Daniel Finnie
1/9/2007 11:11:00 PM
The regexes for me are fairly fast. For my regex that weeds out words
with repeated characters (I posted it before and it is fairly lengthy,
so I won't post it again unless by request), a 10,000 word dictionary
(the one in my /usr/share/dict/words) takes less than .5 seconds to pick
the baseword and all related words. Under .2 seconds if it doesn't weed
out words with repeated characters.
One thing I can see to optimize in your method is all the sorting. I
haven't tested the performance yet, but sets might be the answer.
require 'set'
class String
def letters
split(//).to_set
end
end
baseWordSet = baseWord.letters
dict.select {|x| x.letters.subset?(baseWordSet)}
It's more readable, IMHO, at least.
Dan
Bob Showalter wrote:
> On 1/7/07, Fedor Labounko <fedor.labounko@gmail.com> wrote:
>> On 1/7/07, Daniel Finnie <danfinnie@optonline.net> wrote:
>>
>> > # Find words that use the same letters
>> > selectedWords = dict.scan(/^[#{baseWord}]{3,6}$/)
>>
>>
>> I was really impressed when I first saw this. It doesn't quite work if
>> you
>> want to exclude reusing the same letter more than once
>> ("hhh".scan(/^[hello]{3,6}$/) => ["hhh"]) but it comes so close to
>> something
>> I've only ever thought about implementing as a recursive method.

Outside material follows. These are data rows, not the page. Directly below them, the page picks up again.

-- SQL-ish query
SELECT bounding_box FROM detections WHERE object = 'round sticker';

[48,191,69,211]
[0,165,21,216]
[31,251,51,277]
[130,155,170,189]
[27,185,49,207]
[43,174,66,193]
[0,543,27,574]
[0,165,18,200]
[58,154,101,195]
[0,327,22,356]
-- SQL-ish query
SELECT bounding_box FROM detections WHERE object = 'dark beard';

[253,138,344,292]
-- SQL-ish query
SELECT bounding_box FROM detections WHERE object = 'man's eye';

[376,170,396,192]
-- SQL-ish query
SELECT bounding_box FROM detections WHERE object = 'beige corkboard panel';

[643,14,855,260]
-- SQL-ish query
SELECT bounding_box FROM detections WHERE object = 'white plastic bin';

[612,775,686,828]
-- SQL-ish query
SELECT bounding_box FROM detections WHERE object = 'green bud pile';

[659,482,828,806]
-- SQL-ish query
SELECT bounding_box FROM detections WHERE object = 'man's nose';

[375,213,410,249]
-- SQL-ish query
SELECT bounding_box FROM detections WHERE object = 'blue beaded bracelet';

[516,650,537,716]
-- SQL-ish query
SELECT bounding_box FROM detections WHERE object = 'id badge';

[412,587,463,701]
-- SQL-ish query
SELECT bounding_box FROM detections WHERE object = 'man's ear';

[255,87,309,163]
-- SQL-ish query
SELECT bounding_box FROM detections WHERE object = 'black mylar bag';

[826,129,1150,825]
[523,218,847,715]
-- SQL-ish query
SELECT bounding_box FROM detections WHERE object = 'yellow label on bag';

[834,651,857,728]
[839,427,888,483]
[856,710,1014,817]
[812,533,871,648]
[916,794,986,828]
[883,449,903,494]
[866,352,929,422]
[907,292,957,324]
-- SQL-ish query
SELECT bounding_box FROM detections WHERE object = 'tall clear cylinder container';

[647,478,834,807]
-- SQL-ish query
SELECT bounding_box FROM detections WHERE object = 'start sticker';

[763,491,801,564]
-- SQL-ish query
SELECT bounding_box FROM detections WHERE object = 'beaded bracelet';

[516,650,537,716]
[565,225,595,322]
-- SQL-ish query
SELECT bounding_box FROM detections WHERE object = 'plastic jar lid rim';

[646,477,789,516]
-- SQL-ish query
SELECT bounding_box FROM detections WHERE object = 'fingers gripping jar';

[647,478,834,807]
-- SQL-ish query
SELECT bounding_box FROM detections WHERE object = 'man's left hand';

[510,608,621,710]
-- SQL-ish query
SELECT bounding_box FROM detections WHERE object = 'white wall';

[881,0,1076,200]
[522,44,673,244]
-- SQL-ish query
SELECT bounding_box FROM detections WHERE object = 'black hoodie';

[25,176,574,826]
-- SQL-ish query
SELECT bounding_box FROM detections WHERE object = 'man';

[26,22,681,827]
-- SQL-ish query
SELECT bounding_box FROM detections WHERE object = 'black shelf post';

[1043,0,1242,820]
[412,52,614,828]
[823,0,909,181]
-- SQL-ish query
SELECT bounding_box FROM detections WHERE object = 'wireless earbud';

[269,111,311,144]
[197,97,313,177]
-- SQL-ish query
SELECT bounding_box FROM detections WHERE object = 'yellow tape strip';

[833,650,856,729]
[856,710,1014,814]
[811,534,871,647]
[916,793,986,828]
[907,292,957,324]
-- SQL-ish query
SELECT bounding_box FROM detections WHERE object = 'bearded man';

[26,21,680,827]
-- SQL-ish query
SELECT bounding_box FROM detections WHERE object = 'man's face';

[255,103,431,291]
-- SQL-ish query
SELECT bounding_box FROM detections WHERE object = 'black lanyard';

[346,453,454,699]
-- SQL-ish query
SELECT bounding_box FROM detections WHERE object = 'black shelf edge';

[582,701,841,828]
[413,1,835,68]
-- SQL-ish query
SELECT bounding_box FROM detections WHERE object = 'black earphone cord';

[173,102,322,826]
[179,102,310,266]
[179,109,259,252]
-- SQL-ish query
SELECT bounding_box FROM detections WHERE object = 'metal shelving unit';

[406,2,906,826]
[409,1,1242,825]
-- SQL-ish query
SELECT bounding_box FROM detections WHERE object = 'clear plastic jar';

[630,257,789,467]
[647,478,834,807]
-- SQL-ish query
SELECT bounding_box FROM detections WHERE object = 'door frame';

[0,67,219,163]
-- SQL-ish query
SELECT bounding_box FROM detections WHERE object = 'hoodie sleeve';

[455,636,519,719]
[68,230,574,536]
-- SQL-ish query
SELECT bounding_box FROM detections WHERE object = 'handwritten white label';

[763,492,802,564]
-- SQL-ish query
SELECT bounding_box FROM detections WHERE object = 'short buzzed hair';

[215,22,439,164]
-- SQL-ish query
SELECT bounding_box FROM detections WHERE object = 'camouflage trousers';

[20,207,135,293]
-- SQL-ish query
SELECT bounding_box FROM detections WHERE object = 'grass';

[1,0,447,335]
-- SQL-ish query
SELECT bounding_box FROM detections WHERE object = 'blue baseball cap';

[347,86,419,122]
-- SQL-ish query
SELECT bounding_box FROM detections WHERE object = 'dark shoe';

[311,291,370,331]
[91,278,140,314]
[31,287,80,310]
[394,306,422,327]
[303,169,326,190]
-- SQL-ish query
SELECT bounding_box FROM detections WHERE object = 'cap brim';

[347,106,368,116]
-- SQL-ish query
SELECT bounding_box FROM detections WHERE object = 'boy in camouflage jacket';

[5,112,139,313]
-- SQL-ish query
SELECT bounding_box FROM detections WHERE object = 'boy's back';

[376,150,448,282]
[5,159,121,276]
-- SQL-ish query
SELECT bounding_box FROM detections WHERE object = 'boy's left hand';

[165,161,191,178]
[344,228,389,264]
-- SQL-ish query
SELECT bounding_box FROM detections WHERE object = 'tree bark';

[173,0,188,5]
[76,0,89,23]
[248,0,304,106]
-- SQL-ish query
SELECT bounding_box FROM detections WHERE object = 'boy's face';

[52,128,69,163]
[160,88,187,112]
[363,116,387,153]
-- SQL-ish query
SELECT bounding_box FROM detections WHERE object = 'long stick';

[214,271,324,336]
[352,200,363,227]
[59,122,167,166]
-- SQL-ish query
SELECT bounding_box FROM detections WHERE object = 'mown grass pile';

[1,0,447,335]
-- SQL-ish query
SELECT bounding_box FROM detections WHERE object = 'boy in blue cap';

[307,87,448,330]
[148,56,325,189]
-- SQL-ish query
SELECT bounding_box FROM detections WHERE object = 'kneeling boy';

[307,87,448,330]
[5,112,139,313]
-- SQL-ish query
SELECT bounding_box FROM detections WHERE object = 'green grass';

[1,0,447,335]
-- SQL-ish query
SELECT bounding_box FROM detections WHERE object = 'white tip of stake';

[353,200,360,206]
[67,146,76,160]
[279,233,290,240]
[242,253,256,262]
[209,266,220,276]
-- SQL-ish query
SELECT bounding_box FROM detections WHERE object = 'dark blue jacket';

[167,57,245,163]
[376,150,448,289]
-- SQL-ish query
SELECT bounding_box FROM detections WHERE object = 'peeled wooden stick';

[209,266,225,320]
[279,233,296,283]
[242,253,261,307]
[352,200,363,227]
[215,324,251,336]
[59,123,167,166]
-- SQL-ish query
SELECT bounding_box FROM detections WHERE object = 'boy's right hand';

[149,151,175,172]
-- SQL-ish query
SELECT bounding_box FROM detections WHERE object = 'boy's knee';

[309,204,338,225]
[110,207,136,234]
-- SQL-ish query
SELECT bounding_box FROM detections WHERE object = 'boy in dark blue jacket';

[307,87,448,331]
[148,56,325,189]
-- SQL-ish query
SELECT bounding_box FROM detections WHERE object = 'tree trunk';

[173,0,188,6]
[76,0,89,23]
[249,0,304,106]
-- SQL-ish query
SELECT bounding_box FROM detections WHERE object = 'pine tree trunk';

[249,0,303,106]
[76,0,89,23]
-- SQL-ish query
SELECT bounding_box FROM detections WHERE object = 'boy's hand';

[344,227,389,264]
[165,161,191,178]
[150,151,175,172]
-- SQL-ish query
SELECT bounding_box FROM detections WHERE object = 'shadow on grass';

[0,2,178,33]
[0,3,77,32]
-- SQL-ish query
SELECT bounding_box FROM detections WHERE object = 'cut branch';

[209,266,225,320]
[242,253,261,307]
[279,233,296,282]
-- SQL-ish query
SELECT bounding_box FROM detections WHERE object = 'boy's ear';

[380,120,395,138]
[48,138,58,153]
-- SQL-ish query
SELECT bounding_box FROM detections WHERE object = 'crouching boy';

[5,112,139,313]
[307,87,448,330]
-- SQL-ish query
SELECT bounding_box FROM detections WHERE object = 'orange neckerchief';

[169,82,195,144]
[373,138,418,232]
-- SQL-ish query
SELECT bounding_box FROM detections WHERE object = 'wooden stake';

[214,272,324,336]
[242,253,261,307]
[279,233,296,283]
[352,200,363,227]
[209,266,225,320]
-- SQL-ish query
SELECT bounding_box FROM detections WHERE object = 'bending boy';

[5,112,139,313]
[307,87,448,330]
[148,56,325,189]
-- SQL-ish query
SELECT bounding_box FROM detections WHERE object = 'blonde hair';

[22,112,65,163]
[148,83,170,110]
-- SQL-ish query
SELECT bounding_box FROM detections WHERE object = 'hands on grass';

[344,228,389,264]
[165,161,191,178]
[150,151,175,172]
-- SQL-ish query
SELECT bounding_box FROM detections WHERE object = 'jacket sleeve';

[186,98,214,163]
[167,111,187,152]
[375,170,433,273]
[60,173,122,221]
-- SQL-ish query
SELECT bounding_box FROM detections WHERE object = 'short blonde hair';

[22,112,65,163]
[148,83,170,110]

>> Unfortunately I don't know much about this but now I wonder if it's
>> possible
>> to find all partial permutations of a word with a regexp.
>>
>>
>
> Here's a revision to Daniel's approach that seems to work well:
>
> # Open and read the dictionary.
> dict = IO.read("/usr/share/dict/words").scan(/^[a-z]{3,6}$/)
>
> # Pick a random word with 6 letters.
> baseWord = dict.grep(/^[a-z]{6}$/).rand_elem
>
> # Find words that use the same letters
> sortWord = baseWord.scan(/./).sort.to_s
> selectedWords = dict.select {|w|
> Regexp.new(w.scan(/./).sort.join('.*')).match(sortWord) }
>
> I started by just extracting only the 3-6 letter words.
>
> Then I sort the base word so the letters are in order. Let's say the
> baseWord is "parlor". Then sortWord would be "aloprr".
>
> Now for each word in the dictionary, sort it in letter order and
> create a regex. Suppose the word is "roar". The sorted version is
> "aorr" and the regex is "a.*o.*r.*r". If that regex matches the
> sortWord, we found a valid subword.
>
> This could be sped up by precompiling the regexes I would guess.
>
> Bob
>
>